1

I'm a pandas beginner.

I have the following data:

a = [{"content": '1', "time": 1577870427}, 
     {"content": '4', "time": 1577870427},
     {"content": '2', "time": 1577956827},
     {"content": '3', "time": 1580548827}, 
     {"content": '4', "time": 1580635227},
     {"content": '5', "time": 1583054427}, 
     {"content": '6', "time": 1583140827}]

And I want:

2020-01: [
     {"content": '1', "time": '2020-01-01'},
     {"content": '4', "time": '2020-01-01'},
     {"content": '2', "time": '2020-01-02'},
    ]

    2020-02: [
     {"content": '3', "time": '2020-02-01'}, 
     {"content": '4', "time": '2020-02-02'},
    ]

    2020-03: [
     {"content": '5', "time": '2020-03-01'}, 
     {"content": '6', "time": '2020-03-02'}
    ]
Alan Kavanagh
  • 9,425
  • 7
  • 41
  • 65
xin.chen
  • 964
  • 2
  • 8
  • 24

2 Answers2

2

You can convert column time to datetimes by to_datetime with unit parameter and for custom format use Series.dt.strftime:

df = pd.DataFrame(a)
d = pd.to_datetime(df['time'], unit='s')
df['time'] = d.dt.strftime('%Y-%m-%d')
g = d.dt.strftime('%Y-%m')

d1 = {k: v.to_dict('r') for k, v in df.groupby(g)}
jezrael
  • 822,522
  • 95
  • 1,334
  • 1,252
0

first you should convert your list of dictionaries into a pandas DataFrame.

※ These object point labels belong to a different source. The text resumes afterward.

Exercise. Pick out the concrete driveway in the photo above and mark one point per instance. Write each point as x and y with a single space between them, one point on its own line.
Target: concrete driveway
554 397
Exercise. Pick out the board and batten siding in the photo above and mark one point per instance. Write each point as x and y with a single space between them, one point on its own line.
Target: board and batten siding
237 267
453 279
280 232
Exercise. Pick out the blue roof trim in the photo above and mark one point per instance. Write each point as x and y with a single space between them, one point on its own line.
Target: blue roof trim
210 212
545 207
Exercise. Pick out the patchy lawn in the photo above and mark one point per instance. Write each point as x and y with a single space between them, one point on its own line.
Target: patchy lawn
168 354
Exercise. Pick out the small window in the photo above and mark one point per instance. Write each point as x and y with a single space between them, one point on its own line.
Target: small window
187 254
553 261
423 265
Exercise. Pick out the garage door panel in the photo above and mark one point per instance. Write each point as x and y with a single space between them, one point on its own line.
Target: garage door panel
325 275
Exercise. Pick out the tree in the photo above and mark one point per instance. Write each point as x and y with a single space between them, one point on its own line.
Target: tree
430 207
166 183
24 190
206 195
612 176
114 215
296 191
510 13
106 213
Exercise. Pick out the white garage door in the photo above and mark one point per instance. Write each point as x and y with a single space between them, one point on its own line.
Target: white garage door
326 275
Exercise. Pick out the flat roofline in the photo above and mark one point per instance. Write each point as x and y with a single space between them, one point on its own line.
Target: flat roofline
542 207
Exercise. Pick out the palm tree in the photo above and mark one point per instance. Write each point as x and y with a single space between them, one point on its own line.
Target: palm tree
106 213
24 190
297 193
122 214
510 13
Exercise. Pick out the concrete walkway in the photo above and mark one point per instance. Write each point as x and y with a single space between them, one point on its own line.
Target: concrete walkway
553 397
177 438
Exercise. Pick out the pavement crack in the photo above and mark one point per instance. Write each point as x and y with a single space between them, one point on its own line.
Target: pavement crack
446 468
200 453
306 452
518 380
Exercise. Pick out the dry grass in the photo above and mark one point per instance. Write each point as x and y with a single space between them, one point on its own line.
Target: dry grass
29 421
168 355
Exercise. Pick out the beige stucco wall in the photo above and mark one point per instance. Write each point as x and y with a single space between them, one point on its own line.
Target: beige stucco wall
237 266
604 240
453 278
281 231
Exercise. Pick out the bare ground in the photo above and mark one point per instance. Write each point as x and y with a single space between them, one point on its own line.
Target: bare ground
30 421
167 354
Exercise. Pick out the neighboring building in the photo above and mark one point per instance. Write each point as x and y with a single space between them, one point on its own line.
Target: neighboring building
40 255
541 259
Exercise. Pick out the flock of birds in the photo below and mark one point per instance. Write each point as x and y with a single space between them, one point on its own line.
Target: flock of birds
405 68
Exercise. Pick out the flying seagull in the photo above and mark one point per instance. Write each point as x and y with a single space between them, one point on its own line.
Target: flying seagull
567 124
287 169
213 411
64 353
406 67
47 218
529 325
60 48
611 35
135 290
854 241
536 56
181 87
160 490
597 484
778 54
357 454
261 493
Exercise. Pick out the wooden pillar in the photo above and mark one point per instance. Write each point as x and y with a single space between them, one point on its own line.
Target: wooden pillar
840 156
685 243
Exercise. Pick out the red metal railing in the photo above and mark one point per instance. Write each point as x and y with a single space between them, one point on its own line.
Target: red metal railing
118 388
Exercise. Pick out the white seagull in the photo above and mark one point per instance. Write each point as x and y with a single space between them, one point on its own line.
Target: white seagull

As you can see here, this is rather easy:

import pandas as pd
data = pd.DataFrame(a)

next you want to convert your time column into date-time objects rather than integers. The best way I know to do this is the to_datetime function in pandas. Please see the documentation for further Details.

data['time'] = pd.to_datetime(data['time'], unit = 's') #should do the trick, but could not test yet...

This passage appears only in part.